Overall, the entire book is an excellent example of academic erudition and powerful insight, presenting the case for long-distance ocean travel in the past, contributing to rethink our suppositions, and contradicting the paradigm that is widely accepted today. A ‘must read’ for all interested in navigation, long-distance contact and the rewriting of history.’
International Journal of Nautical Archaeology
 
‘An extraordinary study that is exceptionally well researched, written, organized and presented, Ancient Ocean Crossings: Reconsidering the Case for Contacts with the Pre-Columbian Americas is a seminal work of outstanding scholarship that is unreservedly recommended for both community and academic library collections.’
Midwest Book Review Bookwatch
 
Ancient Ocean Crossings is a stupendous work, one chock full of exciting ideas and fascinating facts about the cultural history of the world. The work gives new meaning to the expression tour de force.’

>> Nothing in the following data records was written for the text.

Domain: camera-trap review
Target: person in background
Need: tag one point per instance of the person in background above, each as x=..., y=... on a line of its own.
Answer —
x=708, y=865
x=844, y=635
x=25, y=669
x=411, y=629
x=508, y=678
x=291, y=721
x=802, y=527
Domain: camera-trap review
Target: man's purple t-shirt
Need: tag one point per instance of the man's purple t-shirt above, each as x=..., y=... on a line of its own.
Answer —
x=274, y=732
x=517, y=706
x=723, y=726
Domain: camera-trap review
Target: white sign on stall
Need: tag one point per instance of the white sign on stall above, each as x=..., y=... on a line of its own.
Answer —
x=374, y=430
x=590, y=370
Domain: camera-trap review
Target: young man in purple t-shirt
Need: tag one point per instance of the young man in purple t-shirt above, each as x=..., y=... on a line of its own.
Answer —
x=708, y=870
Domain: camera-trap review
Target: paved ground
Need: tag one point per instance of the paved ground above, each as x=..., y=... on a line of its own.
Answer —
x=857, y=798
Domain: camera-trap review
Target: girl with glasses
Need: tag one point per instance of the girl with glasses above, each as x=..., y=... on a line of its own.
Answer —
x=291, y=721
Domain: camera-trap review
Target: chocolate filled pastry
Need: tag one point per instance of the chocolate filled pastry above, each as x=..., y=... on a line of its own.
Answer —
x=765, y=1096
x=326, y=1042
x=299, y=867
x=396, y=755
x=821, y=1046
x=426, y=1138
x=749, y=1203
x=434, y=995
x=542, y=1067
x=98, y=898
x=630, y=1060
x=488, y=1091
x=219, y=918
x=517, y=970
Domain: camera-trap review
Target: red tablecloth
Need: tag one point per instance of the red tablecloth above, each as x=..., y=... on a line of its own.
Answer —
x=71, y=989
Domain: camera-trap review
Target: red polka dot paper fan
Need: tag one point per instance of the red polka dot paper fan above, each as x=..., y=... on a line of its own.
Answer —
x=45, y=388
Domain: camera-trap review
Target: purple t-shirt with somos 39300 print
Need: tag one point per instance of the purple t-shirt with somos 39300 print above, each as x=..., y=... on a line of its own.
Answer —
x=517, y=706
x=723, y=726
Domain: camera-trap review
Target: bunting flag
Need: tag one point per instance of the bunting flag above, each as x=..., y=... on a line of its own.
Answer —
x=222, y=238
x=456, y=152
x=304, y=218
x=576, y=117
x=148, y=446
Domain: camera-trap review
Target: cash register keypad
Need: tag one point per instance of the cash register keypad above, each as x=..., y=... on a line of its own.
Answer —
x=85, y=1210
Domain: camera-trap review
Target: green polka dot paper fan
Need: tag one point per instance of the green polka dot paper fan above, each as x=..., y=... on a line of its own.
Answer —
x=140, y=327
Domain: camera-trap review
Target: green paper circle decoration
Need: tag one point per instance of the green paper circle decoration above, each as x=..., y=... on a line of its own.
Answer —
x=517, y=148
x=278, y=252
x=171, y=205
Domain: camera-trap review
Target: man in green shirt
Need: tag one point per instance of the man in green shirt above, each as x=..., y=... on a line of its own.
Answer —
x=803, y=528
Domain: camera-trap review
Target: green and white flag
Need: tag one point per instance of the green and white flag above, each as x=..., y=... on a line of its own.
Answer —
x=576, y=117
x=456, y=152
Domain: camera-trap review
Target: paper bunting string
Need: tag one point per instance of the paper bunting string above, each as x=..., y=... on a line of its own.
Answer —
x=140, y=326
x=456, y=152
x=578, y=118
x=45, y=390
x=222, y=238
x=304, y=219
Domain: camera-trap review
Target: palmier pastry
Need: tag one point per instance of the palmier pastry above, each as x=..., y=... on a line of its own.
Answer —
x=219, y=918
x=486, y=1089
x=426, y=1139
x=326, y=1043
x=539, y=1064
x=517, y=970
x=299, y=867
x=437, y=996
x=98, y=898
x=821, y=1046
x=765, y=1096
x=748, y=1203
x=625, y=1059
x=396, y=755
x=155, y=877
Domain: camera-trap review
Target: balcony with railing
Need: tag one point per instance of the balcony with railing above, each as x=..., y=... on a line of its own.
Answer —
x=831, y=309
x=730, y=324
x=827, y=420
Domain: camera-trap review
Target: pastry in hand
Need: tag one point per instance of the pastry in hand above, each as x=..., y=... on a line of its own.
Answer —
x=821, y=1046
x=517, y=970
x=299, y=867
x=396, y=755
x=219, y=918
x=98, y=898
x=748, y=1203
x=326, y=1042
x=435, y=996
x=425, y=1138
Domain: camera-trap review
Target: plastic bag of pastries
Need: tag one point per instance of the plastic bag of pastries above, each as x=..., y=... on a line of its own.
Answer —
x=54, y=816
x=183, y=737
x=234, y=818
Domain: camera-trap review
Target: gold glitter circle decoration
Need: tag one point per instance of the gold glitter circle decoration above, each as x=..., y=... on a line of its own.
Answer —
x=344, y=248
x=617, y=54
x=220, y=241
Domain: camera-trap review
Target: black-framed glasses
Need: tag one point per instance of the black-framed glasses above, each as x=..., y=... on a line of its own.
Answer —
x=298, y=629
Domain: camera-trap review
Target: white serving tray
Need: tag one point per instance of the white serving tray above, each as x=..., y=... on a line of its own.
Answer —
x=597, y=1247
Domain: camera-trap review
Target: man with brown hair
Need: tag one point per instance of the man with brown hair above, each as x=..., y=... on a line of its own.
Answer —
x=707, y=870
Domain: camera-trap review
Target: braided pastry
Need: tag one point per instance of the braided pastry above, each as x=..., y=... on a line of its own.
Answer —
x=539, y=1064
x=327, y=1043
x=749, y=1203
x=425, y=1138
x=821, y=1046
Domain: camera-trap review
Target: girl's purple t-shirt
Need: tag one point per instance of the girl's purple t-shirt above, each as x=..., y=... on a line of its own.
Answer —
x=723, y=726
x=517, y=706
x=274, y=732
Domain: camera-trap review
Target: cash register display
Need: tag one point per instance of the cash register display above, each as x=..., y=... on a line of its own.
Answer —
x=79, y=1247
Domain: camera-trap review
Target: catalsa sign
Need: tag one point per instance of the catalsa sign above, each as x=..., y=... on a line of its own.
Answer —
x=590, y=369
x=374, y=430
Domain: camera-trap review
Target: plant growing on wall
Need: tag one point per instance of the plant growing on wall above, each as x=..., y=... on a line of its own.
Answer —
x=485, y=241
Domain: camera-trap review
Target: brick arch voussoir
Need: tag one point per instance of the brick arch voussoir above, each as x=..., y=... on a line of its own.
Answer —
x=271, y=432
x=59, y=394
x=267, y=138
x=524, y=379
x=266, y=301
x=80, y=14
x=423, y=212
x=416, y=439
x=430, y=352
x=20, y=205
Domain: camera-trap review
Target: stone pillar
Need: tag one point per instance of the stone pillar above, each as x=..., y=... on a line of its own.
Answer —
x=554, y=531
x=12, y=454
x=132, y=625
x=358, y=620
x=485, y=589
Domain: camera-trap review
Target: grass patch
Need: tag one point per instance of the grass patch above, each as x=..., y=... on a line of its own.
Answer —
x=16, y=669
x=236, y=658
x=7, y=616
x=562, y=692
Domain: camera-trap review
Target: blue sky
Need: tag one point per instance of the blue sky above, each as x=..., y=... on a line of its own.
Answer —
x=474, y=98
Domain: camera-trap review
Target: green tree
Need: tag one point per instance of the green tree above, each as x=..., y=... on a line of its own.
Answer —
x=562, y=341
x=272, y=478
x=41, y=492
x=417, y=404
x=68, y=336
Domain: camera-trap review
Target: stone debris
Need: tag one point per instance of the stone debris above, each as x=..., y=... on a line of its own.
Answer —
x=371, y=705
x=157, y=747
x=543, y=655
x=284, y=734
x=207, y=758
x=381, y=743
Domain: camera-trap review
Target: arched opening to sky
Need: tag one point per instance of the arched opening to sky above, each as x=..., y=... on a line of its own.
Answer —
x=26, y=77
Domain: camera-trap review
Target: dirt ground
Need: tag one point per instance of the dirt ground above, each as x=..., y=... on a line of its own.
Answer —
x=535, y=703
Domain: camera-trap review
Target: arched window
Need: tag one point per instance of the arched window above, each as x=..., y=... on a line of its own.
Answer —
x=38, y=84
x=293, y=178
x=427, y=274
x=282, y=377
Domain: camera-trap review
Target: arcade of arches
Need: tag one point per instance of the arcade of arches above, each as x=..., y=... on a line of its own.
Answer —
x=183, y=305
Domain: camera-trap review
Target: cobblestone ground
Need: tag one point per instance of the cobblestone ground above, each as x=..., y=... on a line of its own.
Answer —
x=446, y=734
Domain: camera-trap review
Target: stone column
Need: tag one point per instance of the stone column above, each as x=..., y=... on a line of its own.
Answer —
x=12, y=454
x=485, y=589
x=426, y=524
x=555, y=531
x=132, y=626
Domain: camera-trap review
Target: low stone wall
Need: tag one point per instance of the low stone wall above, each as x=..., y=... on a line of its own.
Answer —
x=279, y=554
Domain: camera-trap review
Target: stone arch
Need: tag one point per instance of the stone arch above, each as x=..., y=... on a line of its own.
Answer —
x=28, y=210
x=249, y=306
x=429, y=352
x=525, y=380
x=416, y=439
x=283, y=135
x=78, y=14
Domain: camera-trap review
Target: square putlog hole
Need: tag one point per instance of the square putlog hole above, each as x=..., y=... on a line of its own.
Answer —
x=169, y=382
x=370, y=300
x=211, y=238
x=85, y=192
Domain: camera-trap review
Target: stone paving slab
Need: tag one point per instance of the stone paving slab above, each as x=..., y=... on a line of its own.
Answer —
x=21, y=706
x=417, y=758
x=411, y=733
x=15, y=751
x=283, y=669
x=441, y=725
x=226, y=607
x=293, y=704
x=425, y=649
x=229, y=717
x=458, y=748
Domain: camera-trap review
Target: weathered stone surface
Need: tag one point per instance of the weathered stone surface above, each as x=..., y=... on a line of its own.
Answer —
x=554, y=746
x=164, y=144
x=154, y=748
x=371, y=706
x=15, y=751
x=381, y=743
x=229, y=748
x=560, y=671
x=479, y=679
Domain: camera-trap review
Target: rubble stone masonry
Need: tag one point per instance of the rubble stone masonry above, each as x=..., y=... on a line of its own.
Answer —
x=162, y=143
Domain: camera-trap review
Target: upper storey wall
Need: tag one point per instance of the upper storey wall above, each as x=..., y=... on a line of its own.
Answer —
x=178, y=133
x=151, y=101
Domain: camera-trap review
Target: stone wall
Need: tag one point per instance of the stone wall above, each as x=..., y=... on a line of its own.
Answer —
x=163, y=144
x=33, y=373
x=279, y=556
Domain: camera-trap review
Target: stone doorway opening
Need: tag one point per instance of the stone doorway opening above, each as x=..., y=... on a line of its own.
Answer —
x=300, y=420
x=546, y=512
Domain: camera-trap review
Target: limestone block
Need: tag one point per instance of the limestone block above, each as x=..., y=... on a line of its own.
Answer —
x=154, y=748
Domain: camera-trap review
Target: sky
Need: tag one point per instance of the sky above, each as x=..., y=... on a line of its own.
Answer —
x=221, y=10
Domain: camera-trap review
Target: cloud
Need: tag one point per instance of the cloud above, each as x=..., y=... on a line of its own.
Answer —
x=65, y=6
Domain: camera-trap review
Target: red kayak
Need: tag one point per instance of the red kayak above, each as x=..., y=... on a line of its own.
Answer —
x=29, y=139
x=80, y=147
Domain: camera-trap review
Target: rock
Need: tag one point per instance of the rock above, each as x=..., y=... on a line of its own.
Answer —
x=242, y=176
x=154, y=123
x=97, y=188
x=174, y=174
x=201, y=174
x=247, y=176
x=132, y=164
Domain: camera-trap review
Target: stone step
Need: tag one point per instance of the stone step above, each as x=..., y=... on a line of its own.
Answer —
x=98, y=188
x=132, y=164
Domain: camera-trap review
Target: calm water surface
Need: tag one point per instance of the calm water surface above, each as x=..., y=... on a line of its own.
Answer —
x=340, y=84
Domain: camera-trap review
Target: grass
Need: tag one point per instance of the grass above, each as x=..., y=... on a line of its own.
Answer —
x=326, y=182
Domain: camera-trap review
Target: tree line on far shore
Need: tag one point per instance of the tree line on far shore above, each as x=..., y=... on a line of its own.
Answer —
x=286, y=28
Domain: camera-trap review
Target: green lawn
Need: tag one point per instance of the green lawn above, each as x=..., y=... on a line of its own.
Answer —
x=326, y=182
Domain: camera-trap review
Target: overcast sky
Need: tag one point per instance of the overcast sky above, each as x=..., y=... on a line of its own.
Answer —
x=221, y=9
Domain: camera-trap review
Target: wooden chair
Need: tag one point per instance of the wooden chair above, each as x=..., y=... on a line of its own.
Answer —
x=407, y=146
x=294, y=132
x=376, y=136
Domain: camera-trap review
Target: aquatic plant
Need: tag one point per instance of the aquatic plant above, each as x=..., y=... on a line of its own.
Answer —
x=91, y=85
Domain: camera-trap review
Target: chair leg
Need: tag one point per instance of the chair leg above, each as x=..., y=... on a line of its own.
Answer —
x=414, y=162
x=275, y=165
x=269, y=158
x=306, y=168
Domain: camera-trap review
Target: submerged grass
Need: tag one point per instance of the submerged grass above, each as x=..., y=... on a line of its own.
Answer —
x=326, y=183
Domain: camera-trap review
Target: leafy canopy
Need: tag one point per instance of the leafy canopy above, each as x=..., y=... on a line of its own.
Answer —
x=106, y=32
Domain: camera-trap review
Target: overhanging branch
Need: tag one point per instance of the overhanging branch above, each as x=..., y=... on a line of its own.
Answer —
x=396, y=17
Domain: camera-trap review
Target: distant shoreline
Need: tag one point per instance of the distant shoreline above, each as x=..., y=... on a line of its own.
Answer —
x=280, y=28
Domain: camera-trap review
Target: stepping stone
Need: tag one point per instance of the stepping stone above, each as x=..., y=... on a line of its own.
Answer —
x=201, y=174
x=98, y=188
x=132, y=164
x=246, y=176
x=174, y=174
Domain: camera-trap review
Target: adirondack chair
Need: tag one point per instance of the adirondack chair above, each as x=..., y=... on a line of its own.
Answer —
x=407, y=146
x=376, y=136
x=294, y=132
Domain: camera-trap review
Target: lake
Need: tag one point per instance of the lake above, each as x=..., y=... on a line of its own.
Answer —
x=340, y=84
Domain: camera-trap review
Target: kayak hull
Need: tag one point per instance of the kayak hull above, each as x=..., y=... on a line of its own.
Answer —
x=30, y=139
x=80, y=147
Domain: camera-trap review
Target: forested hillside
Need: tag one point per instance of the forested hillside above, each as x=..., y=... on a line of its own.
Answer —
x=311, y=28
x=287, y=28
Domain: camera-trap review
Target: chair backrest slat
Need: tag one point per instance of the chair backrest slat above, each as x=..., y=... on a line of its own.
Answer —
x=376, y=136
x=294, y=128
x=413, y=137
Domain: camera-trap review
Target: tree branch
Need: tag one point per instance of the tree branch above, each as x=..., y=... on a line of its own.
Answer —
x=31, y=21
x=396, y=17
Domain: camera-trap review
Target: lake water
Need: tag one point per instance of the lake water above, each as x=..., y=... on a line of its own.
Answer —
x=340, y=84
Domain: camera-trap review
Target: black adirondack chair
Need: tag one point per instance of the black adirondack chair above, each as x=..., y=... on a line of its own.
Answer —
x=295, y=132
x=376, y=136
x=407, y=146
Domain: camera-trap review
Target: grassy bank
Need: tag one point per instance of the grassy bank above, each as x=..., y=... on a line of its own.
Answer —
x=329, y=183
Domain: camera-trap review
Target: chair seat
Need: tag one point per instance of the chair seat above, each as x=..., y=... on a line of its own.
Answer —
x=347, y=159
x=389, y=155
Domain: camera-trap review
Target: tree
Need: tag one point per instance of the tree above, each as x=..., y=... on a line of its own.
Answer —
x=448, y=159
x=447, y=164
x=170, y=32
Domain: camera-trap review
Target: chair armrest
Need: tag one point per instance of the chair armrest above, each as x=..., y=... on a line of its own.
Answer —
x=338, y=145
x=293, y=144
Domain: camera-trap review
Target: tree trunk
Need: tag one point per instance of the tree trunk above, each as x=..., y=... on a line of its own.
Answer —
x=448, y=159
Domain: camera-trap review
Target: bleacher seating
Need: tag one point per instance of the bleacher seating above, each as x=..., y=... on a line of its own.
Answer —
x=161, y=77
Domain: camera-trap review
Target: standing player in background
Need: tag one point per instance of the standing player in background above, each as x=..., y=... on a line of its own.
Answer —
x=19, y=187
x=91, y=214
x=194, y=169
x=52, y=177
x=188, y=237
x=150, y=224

—Daniel W. Gade, author of Curiosity, Inquiry, and the Geographical Imagination and Nature and Culture in the Andes
 
‘By most accounts, the heyday of scholarly explanations of cultural origins and change involving early transoceanic diffusion has long passed. Stephen Jett’s massive reprise of themes long dormant, along with new evidentiary material, could force major reconsideration of specific cases as well as general propositions. Jett makes the case(s) for early transoceanic diffusion with unprecedented clarity and thoroughness.’
—Kent Mathewson, coeditor of Carl Sauer on Culture and Landscape: Readings and Commentaries
 
Stephen C. Jett holds a PhD in geography from Johns Hopkins University and is professor emeritus of geography and of textiles and clothing at the University of California, Davis. He has authored books on Navajo culture and is the founding editor of Pre-Columbiana: A Journal of Long-Distance Contacts.